# Is my GPA too low for Film School?



## AK006 (Dec 4, 2020)

I have an extremely low GPA i.e 1.7 from my undergraduate. But I have extensive 6 years of work experience, working in front of the camera as well as behind the camera for leading brands such as Coke, Honda, Suzuki, etc.

I want to know if I work hard on my GRE, and write an amazing SOP. Do I stand any chance for any top film schools such as USC, LMU, Chapman, CalArts, etc?


----------



## Chris W (Dec 4, 2020)

If you sort by accepted applications and GPA in our tracker someone got accepted with a 1.37 GPA:






						Film School Application Database
					

A database of thousands of film school applications to calculate acceptance rates to film programs and the minimum GPAs, minimum SAT and GRE scores, experience of accepted applicants, and much more....



					www.filmschool.org
				




Check out this article too:














 Film School MFA Acceptance Rates, Minimum GPAs, Decision Dates, and more... (2020 stats)


					People often ask "What is the minimum GPA for USC film school?" Or "What is the acceptance rate of NYU film school?"
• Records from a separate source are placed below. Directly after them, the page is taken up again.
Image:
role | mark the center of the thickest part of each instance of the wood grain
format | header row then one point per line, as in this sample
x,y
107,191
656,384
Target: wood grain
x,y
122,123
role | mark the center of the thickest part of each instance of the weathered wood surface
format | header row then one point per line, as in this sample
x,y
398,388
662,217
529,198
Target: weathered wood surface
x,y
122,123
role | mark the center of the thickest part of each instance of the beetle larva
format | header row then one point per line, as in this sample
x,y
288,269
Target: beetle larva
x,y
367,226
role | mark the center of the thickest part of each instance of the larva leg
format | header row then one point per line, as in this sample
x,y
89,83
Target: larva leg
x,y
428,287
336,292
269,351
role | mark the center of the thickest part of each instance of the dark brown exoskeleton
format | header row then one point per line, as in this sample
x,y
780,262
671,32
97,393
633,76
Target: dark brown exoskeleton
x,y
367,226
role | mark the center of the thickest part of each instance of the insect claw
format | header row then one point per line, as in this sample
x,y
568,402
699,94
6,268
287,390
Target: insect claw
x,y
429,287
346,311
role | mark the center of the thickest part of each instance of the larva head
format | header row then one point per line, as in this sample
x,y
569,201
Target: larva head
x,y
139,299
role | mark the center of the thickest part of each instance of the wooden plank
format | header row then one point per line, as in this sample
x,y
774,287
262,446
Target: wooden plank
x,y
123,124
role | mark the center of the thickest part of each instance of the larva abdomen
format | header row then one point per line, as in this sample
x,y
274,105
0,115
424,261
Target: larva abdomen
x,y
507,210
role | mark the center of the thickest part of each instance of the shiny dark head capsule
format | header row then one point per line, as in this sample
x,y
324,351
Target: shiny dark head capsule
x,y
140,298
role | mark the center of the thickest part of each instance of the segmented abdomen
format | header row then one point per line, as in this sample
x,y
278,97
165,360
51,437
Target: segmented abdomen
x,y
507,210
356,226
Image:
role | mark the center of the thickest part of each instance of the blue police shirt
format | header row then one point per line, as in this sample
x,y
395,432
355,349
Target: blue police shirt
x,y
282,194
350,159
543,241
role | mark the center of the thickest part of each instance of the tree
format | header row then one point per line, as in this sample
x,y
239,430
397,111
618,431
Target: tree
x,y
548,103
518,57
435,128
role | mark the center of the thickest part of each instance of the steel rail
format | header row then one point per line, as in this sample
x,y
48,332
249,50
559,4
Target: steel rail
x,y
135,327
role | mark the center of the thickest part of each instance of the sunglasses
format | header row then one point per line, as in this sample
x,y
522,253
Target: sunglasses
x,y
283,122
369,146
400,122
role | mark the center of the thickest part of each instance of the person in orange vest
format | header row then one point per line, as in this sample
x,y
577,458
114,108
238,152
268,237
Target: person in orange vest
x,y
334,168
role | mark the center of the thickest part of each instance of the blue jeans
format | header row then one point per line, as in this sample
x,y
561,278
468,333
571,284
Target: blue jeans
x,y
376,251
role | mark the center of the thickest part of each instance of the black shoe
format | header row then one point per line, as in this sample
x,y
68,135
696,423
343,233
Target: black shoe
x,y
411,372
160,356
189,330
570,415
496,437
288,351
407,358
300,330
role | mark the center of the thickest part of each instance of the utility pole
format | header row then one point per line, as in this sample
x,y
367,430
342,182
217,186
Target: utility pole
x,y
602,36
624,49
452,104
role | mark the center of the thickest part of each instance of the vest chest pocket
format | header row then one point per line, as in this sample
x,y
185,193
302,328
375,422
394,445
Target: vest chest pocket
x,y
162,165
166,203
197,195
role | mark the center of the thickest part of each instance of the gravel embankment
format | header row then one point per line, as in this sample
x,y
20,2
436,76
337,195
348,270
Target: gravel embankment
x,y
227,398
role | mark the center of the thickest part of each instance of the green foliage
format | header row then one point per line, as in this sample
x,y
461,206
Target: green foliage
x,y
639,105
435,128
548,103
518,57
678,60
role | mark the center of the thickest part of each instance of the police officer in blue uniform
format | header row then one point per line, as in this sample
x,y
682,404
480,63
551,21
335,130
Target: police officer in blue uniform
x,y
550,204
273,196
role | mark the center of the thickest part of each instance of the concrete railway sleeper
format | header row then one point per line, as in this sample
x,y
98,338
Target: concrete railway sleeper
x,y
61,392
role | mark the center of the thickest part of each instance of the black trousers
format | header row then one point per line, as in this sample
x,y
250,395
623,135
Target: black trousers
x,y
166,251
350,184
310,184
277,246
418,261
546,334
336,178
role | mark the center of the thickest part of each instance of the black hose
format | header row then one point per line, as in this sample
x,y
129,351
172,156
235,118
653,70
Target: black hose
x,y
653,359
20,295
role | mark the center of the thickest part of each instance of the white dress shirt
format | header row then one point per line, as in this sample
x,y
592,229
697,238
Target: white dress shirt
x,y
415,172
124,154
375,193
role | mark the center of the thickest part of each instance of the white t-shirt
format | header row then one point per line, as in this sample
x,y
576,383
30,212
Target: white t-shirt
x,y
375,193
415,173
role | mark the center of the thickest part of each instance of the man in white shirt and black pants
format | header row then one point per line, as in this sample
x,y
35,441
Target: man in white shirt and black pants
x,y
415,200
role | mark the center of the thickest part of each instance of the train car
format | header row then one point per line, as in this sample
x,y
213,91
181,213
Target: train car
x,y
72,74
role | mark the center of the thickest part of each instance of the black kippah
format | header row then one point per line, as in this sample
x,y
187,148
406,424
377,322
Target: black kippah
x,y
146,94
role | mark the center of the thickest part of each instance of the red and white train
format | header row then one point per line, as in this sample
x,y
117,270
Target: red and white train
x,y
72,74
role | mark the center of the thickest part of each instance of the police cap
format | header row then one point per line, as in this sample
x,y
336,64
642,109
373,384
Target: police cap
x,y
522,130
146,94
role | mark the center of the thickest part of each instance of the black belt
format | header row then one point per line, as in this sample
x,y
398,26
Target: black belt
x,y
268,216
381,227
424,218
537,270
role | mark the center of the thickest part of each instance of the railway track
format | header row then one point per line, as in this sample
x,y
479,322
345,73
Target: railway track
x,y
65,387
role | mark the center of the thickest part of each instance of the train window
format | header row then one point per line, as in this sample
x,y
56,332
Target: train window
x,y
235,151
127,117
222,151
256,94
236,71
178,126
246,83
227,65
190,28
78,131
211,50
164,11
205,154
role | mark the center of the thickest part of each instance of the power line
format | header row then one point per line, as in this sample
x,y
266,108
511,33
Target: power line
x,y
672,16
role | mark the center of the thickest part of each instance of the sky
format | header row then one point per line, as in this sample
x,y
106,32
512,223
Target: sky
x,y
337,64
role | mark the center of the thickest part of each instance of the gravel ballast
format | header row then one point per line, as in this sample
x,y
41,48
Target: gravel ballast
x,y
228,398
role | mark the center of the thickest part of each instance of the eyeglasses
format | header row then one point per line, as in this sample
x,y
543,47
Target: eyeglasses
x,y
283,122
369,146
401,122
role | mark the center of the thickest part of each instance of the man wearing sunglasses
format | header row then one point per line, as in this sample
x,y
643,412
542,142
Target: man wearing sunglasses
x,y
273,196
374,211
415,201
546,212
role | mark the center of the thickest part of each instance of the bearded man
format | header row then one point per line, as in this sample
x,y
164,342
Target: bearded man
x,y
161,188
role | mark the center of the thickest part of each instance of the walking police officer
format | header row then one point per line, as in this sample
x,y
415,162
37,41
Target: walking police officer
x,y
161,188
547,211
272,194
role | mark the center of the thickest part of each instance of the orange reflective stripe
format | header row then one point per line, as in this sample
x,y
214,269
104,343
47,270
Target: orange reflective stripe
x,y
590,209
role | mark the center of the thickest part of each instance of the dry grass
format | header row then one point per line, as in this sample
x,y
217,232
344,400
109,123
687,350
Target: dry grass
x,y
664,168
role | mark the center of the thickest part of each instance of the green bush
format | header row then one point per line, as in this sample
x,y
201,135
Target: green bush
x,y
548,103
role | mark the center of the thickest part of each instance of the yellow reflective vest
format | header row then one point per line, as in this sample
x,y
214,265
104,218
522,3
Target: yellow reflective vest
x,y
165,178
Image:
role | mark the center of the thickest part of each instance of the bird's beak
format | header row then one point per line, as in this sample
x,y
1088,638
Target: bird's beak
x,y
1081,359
The problem is that Film Schools are often very tight lipped and secret about their acceptance rates and the minimum GPAs that they accept. However thanks to the over 3,200...
				


Chris W
Dec 15, 2018
Comments: 26
Category: Applying to Film School






So I'd say it's not impossible but you're really going to have to hit your personal statement and application OUT OF THE PARK. It's definitely a hurdle to overcome.


----------



## AK006 (Dec 4, 2020)

Chris W said:


> If you sort by accepted applications and GPA in our tracker someone got accepted with a 1.37 GPA:
> 
> 
> 
> ...



What's your view on school such as NYFA ? 
I believe they don't consider GPA as a factor in selection process, if I am not mistaken.


----------



## Chris W (Dec 4, 2020)

AK006 said:


> What's your view on school such as NYFA ?
> I believe they don't consider GPA as a factor in selection process, if I am not mistaken.
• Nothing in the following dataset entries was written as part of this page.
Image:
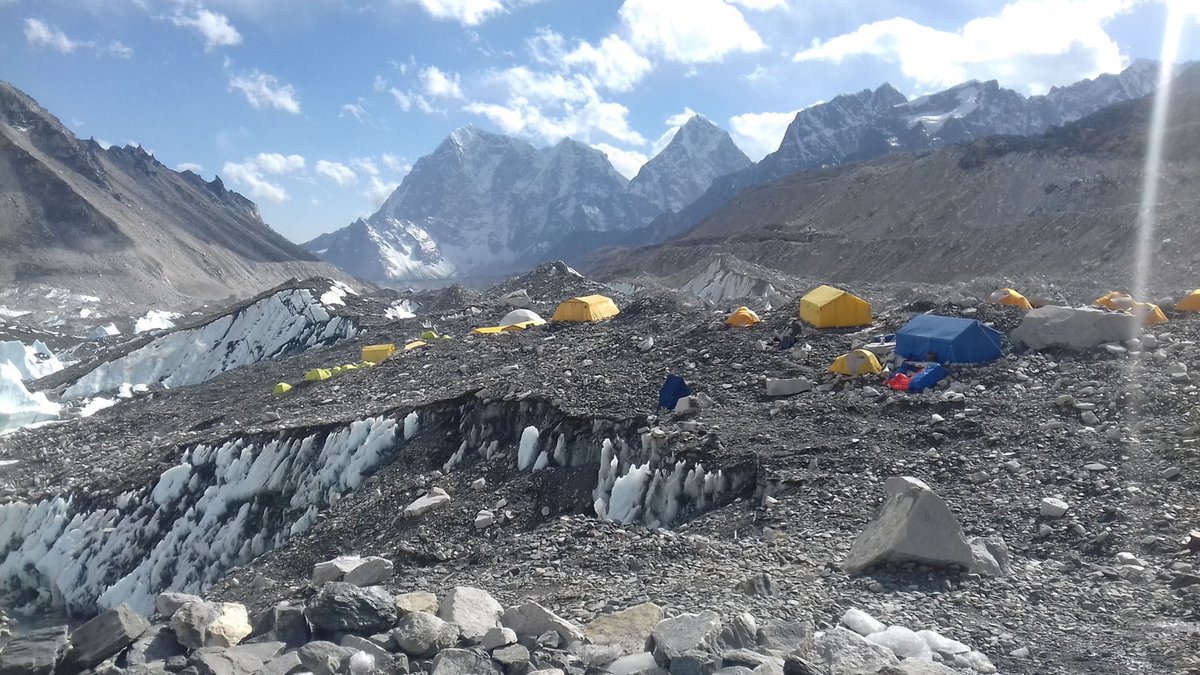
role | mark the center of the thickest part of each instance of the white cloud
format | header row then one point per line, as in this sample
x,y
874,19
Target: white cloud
x,y
214,28
263,90
336,172
41,34
627,162
700,31
438,83
1029,43
759,133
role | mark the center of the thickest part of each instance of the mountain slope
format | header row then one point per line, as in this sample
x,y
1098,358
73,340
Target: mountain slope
x,y
1062,204
873,124
119,223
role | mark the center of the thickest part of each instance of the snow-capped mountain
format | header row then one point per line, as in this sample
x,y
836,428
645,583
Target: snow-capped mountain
x,y
870,124
485,203
687,166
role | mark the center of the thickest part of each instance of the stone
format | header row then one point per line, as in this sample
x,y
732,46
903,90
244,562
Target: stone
x,y
334,569
862,622
423,634
673,637
168,602
156,644
463,662
532,619
322,657
36,652
1053,507
498,638
210,625
373,571
106,634
913,525
845,652
787,387
1073,328
241,659
435,500
417,601
629,628
473,610
347,608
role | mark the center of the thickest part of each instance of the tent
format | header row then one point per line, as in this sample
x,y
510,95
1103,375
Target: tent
x,y
858,362
587,308
522,316
742,317
376,353
948,340
1009,297
826,306
1149,312
673,389
1189,303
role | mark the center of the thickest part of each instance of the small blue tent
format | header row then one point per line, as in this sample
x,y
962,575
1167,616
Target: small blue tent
x,y
673,389
951,339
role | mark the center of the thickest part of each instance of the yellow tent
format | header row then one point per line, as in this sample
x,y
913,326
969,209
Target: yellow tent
x,y
1009,297
859,362
1115,300
376,353
1150,314
1189,303
826,306
742,317
587,308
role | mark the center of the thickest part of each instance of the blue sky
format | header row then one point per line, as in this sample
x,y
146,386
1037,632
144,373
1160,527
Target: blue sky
x,y
317,108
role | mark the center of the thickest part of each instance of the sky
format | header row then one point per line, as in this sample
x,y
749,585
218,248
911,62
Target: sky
x,y
316,109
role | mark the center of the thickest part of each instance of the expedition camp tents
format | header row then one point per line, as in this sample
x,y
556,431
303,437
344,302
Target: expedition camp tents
x,y
826,306
947,339
1009,297
742,317
858,362
587,308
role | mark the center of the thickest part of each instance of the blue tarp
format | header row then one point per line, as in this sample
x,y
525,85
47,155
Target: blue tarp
x,y
673,389
948,339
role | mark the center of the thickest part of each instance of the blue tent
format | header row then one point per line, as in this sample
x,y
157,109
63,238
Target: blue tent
x,y
673,389
949,339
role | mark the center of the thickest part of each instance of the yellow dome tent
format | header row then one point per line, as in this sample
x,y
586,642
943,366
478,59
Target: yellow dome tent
x,y
1009,297
858,362
587,308
742,317
1189,303
826,306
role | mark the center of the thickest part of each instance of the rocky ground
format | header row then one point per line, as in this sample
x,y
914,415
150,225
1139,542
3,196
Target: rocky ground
x,y
1109,586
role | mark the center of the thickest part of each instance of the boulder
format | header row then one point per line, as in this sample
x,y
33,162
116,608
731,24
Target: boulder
x,y
210,625
687,632
435,500
37,652
346,608
534,620
421,634
417,601
912,525
373,571
474,611
463,662
629,628
845,652
1074,328
105,634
I've heard mixed reviews but those were from a long time ago.


----------



## AK006 (Dec 4, 2020)

Chris W said:


> If you sort by accepted applications and GPA in our tracker someone got accepted with a 1.37 GPA:
> 
> 
> 
> ...


The last time i.e July 2020. I emailed all the following universities individually to clear my doubt regarding GPA requirements, these are the responses I got - 


USC - 

No GRE
The higher the GPA, the better the chances
AFI -

No GPA but nevertheless we require transcripts, not to see your GPA but to see if you are responsible and hardworking
No GRE
UCLA -

Minimum 3.0 GPA, if less then have to take GRE
CalArts - 

No GPA
No GRE
Chapman - 

No GPA
No GRE
Emerson -

No GPA
No GRE
LMU -

Most applicants have 3.0 above GPA
If GPA less then 3.0, then have to take GRE
Columbia - 

No GPA
No GRE


----------



## Abbey Normal (Dec 4, 2020)

AK006 said:


> I have an extremely low GPA i.e 1.7 from my undergraduate. But I have extensive 6 years of work experience, working in front of the camera as well as behind the camera for leading brands such as Coke, Honda, Suzuki, etc.
> 
> I want to know if I work hard on my GRE, and write an amazing SOP. Do I stand any chance for any top film schools such as USC, LMU, Chapman, CalArts, etc?
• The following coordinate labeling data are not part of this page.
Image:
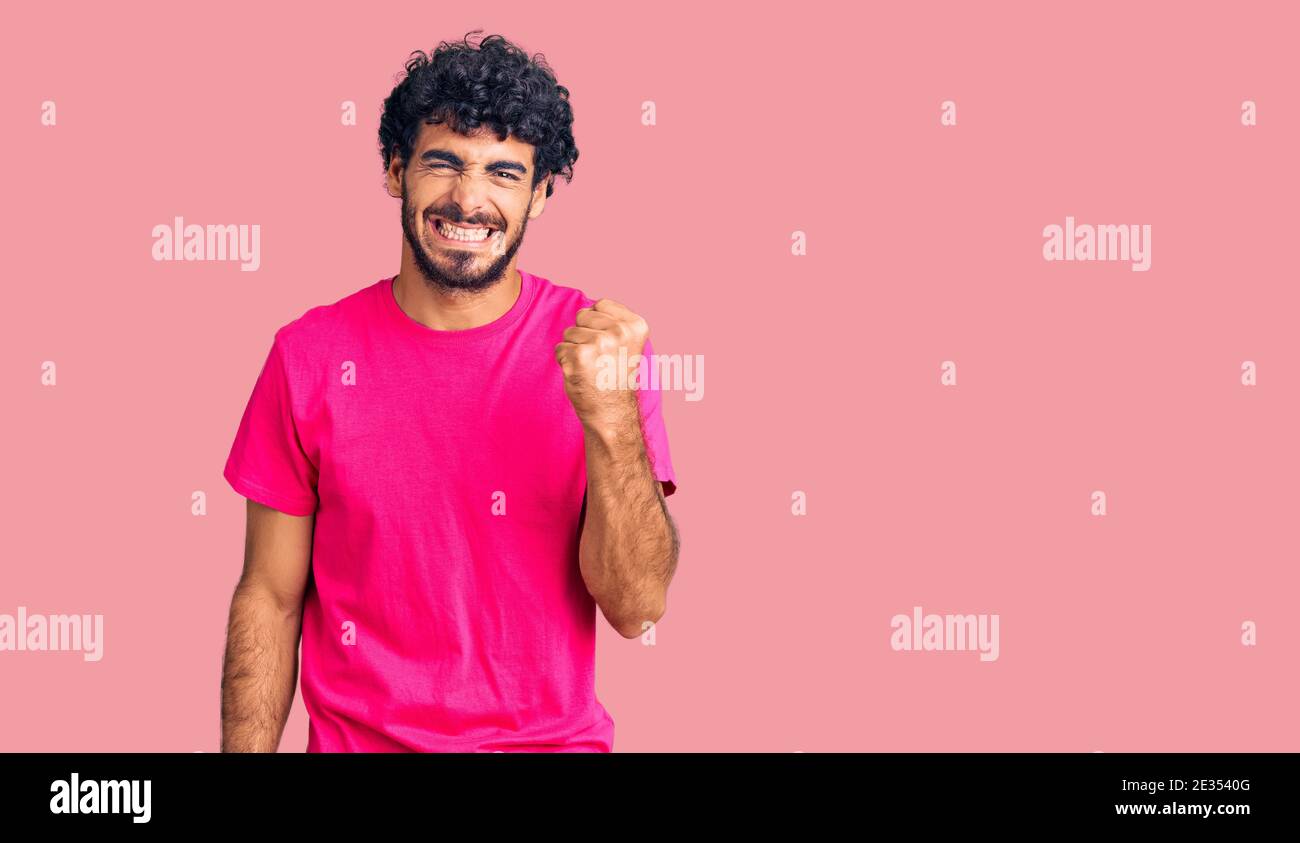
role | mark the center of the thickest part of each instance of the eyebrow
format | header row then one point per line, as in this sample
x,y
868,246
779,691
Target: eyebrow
x,y
451,158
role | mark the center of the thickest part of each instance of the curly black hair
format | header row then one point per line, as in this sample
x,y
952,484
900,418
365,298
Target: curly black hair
x,y
493,83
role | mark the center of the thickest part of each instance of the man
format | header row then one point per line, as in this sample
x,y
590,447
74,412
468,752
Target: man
x,y
440,488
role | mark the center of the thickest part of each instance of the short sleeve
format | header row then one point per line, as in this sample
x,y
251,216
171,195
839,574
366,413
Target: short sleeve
x,y
653,427
267,462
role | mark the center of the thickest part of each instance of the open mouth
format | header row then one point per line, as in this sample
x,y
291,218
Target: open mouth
x,y
469,236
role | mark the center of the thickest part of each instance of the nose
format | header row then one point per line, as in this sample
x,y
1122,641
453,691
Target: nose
x,y
468,194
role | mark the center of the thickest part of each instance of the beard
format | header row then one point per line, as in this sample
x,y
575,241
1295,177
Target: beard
x,y
454,271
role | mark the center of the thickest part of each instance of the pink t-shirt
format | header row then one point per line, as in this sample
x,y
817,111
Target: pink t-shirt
x,y
446,468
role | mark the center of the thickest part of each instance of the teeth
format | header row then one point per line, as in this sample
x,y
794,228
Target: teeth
x,y
455,232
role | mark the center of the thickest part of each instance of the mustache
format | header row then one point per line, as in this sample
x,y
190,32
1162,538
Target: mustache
x,y
456,219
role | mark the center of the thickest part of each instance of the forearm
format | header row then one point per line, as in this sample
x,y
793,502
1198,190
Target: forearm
x,y
629,544
260,671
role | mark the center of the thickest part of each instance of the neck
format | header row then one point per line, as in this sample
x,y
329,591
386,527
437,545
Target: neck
x,y
442,310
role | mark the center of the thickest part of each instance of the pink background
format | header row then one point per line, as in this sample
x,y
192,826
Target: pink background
x,y
924,245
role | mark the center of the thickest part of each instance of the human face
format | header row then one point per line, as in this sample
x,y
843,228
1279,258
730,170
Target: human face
x,y
477,184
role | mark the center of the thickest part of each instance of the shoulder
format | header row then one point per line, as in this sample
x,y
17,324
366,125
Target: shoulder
x,y
557,297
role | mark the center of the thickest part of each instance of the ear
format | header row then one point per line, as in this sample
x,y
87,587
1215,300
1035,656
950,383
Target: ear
x,y
538,202
394,176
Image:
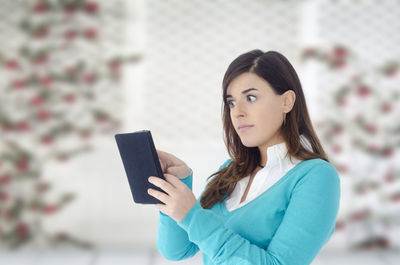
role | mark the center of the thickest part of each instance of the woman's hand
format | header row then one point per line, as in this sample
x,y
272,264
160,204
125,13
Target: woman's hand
x,y
178,200
173,165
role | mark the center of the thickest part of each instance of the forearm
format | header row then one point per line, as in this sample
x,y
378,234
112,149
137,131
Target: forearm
x,y
172,241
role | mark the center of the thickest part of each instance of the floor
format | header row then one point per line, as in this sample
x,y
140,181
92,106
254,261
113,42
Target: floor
x,y
152,257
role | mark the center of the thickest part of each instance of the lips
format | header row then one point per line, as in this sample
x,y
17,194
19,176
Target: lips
x,y
244,127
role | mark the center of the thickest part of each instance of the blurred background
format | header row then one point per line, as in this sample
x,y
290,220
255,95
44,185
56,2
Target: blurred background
x,y
75,72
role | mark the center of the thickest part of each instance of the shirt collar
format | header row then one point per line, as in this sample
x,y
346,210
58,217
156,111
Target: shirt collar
x,y
278,152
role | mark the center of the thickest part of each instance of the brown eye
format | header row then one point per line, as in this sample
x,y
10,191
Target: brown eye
x,y
253,97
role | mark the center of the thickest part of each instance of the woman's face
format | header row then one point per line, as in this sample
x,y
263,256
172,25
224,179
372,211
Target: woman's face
x,y
254,104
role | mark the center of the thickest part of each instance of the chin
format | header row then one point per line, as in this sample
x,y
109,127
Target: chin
x,y
249,143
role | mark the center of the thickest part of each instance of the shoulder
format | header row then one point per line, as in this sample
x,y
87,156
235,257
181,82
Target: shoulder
x,y
318,172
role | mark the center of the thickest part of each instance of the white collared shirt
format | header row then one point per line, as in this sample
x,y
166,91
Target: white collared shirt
x,y
278,164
A 1.7 GPA is low. Is there any way to take additional classes and bring it up to at least a 2.5? Perhaps do a post-bac, which I know is common for people entering the health field. Then again, that's an additional 2 years. But it looks like you have some legit hands-on experience so that could certainly help. And if you have a stellar SOP and incredible references that could work in your favor. Are you going for cinematography? If so, check out AFI.


----------



## AK006 (Dec 4, 2020)

Abbey Normal said:


> A 1.7 GPA is low. Is there any way to take additional classes and bring it up to at least a 2.5? Perhaps do a post-bac, which I know is common for people entering the health field. Then again, that's an additional 2 years. But it looks like you have some legit hands-on experience so that could certainly help. And if you have a stellar SOP and incredible references that could work in your favor. Are you going for cinematography? If so, check out AFI.


I want to go for editing.


----------



## KeenanDK (Mar 4, 2021)

1.7 is too low for any school. I'm not gonna lie and sugar coat it, but for all intents and purposes, that's a failing grade. 

Not to say its impossible, but I think you should consider some sort of school-type work to account for that. The schools will want to see that you have a history of performance in an academic environment. I suggest getting a certificate or something to show that you can successfully complete coursework.

Even a good SOP or resume won't demonstrate your ability to commit and succeed in an academic environment, you'll have to demonstrate that somehow. 

Don't NOT apply because of your GPA--if you want it, pursue it; but I would definitely find a way to directly address that shortcoming.


----------